Cities and immigration advocates are trying to figure out how to offer meaningful protection to undocumented immigrants.
Los Angeles Mayor Eric Garcetti says he's "still not sure" what a sanctuary city is.
Los Angeles Mayor Eric Garcetti says he's "still not sure" what a sanctuary city is.Patrick Fallon/Reuters

In the Trump era, a conversation is growing about what sanctuary cities are, what they are not, and also what they should become. If a city wants to offer meaningful protection to immigrants and non-citizens at risk of being deported, it may need to go further than what it takes to be called a sanctuary city.

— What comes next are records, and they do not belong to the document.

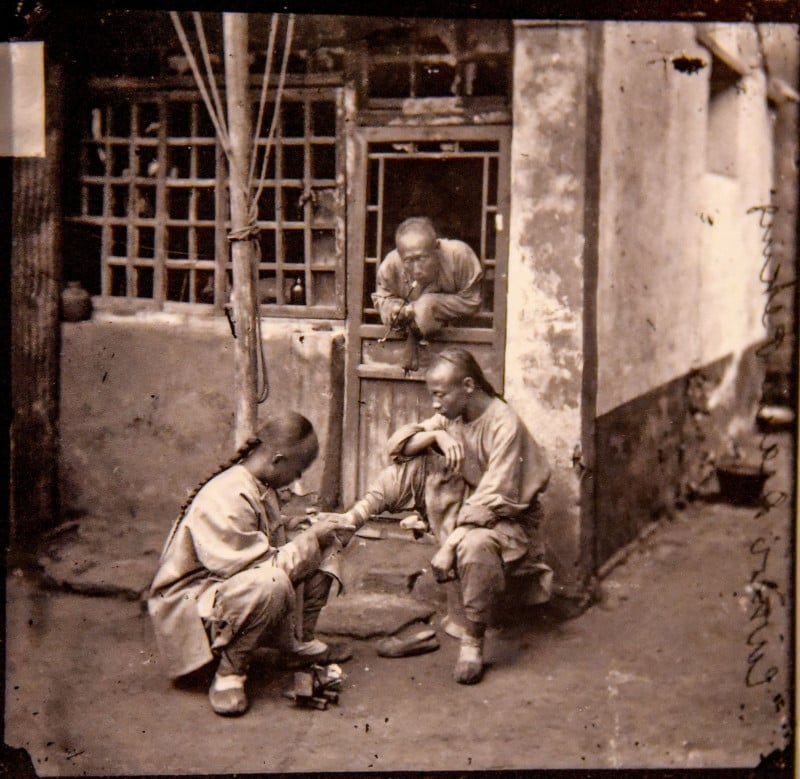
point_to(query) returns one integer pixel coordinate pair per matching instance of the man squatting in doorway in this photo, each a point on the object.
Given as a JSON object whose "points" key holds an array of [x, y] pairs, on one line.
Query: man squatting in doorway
{"points": [[426, 282], [475, 473], [225, 584]]}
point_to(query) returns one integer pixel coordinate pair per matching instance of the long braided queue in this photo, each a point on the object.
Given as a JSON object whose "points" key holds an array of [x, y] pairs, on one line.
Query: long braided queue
{"points": [[241, 454]]}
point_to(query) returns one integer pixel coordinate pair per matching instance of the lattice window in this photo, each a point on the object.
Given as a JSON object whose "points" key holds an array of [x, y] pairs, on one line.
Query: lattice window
{"points": [[154, 205], [402, 179], [443, 59]]}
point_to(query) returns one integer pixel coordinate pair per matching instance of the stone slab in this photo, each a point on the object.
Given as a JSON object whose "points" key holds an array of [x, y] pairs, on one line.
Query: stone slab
{"points": [[369, 615]]}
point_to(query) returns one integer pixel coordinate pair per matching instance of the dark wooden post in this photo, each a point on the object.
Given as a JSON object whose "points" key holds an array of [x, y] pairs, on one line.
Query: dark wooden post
{"points": [[243, 295], [35, 329]]}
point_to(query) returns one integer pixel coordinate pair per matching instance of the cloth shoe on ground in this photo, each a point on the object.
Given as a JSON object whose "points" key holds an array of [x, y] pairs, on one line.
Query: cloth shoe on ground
{"points": [[227, 696], [452, 628], [469, 666], [417, 643], [315, 652]]}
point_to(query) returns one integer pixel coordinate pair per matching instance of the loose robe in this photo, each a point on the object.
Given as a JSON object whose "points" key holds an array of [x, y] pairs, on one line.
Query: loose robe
{"points": [[455, 293], [504, 471], [233, 524]]}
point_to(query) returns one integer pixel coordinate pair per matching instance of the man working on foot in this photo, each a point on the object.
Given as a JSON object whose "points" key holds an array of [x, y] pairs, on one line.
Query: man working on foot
{"points": [[226, 582], [426, 281], [475, 473]]}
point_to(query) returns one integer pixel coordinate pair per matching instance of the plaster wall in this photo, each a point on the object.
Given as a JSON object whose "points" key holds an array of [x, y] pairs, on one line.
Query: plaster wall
{"points": [[679, 256], [544, 352], [147, 408]]}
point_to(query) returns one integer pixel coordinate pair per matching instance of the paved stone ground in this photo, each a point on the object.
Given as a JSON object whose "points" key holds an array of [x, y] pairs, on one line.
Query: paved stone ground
{"points": [[654, 675]]}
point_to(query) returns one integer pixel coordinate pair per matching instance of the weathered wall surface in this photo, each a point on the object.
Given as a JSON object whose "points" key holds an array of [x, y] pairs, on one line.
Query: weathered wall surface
{"points": [[544, 352], [679, 299], [35, 276], [678, 282], [148, 408]]}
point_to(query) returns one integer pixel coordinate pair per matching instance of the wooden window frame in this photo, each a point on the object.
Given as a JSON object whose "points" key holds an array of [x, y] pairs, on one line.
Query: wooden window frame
{"points": [[329, 271]]}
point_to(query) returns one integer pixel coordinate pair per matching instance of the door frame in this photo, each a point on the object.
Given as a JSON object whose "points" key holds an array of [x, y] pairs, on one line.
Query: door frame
{"points": [[358, 142]]}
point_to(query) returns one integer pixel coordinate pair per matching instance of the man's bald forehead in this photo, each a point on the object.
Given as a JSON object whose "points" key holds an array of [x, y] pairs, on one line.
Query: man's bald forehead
{"points": [[445, 371]]}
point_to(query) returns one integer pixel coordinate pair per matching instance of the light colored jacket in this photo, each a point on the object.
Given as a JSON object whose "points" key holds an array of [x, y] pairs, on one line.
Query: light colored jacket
{"points": [[232, 524]]}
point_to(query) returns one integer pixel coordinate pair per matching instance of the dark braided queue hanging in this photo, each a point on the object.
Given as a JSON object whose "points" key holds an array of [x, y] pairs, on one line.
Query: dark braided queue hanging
{"points": [[241, 454]]}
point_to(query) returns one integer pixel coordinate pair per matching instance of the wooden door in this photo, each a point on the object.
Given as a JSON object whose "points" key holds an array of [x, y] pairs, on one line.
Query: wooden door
{"points": [[459, 177]]}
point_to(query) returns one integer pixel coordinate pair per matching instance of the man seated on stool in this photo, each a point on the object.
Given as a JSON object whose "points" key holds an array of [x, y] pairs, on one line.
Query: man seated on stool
{"points": [[475, 473]]}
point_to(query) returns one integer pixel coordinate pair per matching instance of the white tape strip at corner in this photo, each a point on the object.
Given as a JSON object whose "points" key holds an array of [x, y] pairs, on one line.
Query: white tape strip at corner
{"points": [[22, 129]]}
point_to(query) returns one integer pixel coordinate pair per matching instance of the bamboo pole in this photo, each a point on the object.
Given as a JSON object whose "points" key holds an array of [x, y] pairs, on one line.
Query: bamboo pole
{"points": [[243, 295]]}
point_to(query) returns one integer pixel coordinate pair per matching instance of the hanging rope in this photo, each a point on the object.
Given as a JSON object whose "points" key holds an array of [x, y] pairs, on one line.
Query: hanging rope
{"points": [[213, 103]]}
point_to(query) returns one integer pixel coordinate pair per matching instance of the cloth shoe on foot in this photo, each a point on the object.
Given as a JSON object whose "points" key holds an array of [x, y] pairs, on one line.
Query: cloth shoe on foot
{"points": [[452, 628], [316, 652], [227, 696], [469, 666]]}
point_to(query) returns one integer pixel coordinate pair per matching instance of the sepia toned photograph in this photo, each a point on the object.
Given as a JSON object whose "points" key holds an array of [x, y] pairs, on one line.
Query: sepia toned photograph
{"points": [[399, 393]]}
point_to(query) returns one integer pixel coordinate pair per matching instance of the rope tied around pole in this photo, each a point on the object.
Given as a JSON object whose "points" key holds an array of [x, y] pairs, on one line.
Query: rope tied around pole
{"points": [[249, 232]]}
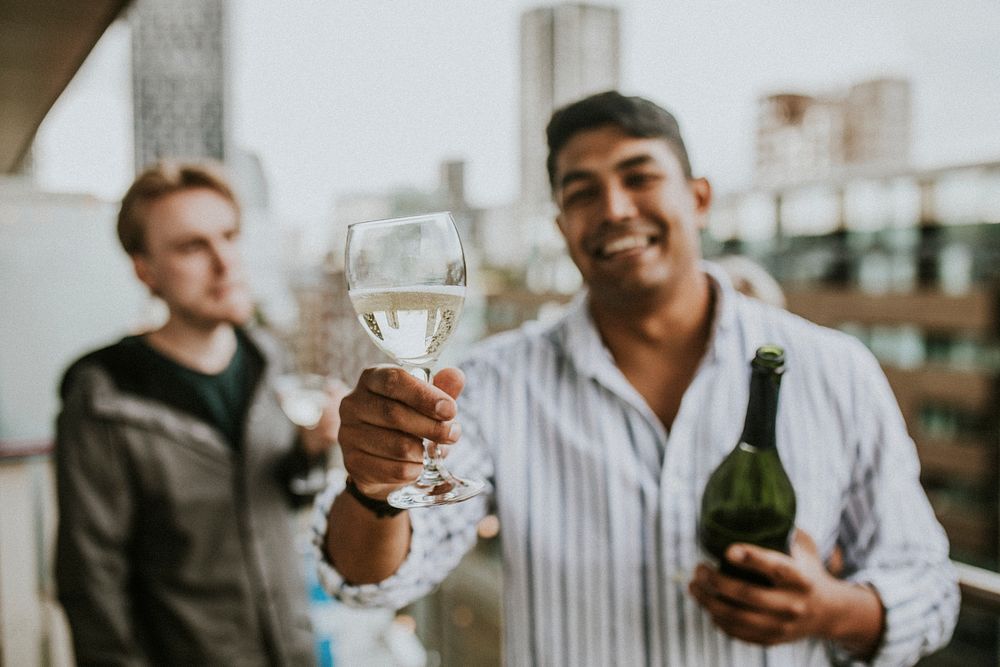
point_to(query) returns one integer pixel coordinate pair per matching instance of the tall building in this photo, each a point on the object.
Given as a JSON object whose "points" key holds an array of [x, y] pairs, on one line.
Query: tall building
{"points": [[179, 80], [799, 138], [878, 123], [567, 51], [805, 138]]}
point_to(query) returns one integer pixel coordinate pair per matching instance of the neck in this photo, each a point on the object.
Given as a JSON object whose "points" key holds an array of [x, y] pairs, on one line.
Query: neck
{"points": [[678, 324], [202, 347]]}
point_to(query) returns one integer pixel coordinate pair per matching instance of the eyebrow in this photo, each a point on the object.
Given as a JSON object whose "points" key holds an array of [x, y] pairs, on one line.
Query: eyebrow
{"points": [[581, 174]]}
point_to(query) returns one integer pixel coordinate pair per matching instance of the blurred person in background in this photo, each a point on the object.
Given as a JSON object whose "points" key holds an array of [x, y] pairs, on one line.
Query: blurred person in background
{"points": [[750, 278], [599, 431], [174, 461]]}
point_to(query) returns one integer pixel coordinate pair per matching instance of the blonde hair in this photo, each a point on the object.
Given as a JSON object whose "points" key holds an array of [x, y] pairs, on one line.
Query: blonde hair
{"points": [[159, 180]]}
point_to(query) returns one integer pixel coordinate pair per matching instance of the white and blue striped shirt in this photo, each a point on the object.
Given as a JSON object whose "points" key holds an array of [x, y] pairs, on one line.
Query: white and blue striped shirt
{"points": [[599, 502]]}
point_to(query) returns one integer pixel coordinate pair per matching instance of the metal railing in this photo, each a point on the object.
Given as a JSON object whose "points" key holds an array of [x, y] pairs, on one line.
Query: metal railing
{"points": [[980, 588]]}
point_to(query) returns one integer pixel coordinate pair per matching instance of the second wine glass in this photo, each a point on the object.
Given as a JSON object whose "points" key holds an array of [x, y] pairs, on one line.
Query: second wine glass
{"points": [[406, 279]]}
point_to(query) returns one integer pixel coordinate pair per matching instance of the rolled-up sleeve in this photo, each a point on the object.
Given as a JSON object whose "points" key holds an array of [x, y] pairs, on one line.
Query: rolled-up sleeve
{"points": [[891, 538]]}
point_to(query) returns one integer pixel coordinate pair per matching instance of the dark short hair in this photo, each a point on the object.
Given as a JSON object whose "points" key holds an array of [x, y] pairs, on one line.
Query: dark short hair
{"points": [[636, 116], [159, 180]]}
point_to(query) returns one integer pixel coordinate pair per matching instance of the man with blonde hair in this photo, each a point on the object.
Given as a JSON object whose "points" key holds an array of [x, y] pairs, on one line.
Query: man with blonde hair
{"points": [[174, 463]]}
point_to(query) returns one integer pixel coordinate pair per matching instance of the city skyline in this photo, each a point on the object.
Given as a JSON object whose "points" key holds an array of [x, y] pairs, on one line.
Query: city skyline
{"points": [[417, 86]]}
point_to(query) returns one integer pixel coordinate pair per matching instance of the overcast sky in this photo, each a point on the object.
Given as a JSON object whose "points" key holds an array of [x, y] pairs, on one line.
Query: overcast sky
{"points": [[342, 96]]}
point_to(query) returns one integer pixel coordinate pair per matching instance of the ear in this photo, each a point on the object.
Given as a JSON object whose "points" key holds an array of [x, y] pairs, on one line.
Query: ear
{"points": [[701, 189], [144, 272]]}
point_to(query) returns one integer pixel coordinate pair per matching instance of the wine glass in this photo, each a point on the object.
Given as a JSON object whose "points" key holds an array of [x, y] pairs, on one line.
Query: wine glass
{"points": [[302, 397], [406, 279]]}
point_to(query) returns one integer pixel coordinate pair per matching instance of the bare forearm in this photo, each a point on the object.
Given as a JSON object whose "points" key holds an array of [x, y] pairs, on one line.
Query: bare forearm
{"points": [[365, 549], [858, 621]]}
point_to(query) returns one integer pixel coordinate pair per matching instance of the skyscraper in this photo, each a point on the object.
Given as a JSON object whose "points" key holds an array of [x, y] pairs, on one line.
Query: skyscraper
{"points": [[567, 51], [179, 80]]}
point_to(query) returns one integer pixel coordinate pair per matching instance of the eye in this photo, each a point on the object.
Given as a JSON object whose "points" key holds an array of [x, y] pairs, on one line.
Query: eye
{"points": [[189, 247], [640, 179], [579, 194]]}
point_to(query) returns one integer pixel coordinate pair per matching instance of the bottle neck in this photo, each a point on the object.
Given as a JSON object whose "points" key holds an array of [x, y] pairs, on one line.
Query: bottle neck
{"points": [[762, 409]]}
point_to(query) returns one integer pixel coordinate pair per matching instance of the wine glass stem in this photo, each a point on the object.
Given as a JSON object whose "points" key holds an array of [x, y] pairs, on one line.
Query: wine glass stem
{"points": [[434, 471]]}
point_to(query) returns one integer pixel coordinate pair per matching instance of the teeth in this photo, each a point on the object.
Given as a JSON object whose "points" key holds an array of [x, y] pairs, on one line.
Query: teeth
{"points": [[624, 243]]}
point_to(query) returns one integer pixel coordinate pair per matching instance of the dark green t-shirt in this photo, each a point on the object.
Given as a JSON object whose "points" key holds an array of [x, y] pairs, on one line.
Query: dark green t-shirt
{"points": [[220, 399]]}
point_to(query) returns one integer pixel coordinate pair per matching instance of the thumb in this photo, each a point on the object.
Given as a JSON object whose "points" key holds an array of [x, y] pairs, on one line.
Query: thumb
{"points": [[450, 380], [804, 543]]}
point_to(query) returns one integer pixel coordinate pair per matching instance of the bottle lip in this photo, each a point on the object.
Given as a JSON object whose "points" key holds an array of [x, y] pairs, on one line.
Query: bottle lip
{"points": [[770, 357]]}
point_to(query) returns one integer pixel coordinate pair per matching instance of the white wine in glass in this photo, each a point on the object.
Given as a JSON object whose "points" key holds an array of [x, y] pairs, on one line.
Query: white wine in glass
{"points": [[406, 279]]}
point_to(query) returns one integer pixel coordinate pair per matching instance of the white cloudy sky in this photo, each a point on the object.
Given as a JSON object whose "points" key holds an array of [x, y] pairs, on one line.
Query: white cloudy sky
{"points": [[341, 96]]}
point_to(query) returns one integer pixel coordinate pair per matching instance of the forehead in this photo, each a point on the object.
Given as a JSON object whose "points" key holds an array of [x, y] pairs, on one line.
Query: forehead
{"points": [[609, 148], [186, 213]]}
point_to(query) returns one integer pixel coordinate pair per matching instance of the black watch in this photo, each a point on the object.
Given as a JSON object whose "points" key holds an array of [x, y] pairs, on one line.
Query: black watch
{"points": [[379, 507]]}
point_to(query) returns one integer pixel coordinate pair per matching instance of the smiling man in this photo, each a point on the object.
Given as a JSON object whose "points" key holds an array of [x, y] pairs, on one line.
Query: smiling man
{"points": [[174, 462], [599, 432]]}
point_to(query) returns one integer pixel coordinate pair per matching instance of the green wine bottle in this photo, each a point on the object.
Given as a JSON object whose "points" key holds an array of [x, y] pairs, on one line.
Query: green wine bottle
{"points": [[749, 497]]}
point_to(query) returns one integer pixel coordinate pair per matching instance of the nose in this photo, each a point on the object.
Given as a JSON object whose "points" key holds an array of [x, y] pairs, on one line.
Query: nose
{"points": [[618, 203], [224, 256]]}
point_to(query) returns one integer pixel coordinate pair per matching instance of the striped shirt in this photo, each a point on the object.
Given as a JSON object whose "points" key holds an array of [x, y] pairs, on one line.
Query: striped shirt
{"points": [[598, 502]]}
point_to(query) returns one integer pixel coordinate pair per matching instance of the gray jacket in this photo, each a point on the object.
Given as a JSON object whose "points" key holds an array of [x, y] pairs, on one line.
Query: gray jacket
{"points": [[173, 548]]}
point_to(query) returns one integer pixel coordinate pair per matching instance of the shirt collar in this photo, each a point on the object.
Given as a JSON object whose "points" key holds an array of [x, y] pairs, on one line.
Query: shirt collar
{"points": [[582, 341]]}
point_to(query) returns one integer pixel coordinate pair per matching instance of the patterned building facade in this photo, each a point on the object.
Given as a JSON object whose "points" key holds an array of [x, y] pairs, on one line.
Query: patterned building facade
{"points": [[567, 51], [179, 80], [811, 138]]}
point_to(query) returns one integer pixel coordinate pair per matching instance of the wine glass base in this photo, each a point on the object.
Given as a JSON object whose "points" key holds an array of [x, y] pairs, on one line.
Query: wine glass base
{"points": [[448, 491]]}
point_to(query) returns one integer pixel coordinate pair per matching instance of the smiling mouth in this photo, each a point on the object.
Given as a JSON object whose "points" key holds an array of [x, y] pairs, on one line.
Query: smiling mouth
{"points": [[624, 244]]}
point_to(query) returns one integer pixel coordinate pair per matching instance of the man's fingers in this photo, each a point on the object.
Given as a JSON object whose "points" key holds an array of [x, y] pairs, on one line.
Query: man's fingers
{"points": [[774, 565], [395, 383], [450, 380]]}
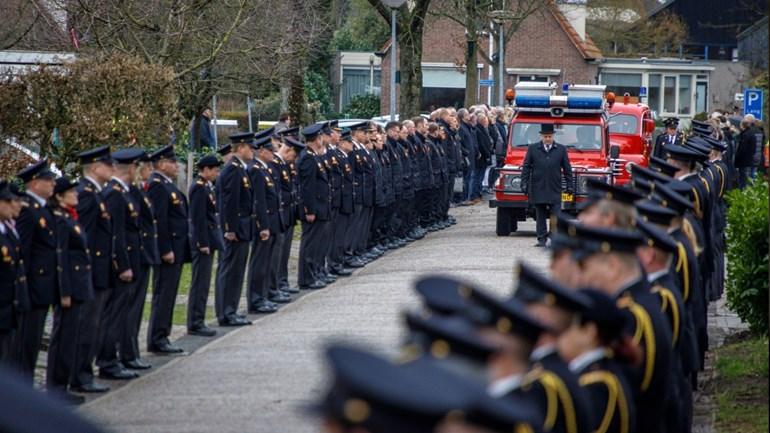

It’s an ambiguous term, but one with real consequences. In January, President Donald Trump signed an executive order seeking to punish jurisdictions identified by this label by withholding federal funds. San Francisco sued. And this week, nearly 300 legal experts sent a letter calling the order unconstitutional. As part of their argument, they take issue with the meaning of the phrase itself. “There is no single definition of what it means to be a sanctuary city,” Annie Lai, assistant clinical professor of law at the University of California, Irvine and one of the authors of the letter, said in a press release. “The term is often used to tarnish or celebrate—depending on the speaker—that cities, counties, and states have advanced policies to separate and distinguish themselves from federal immigration authorities.”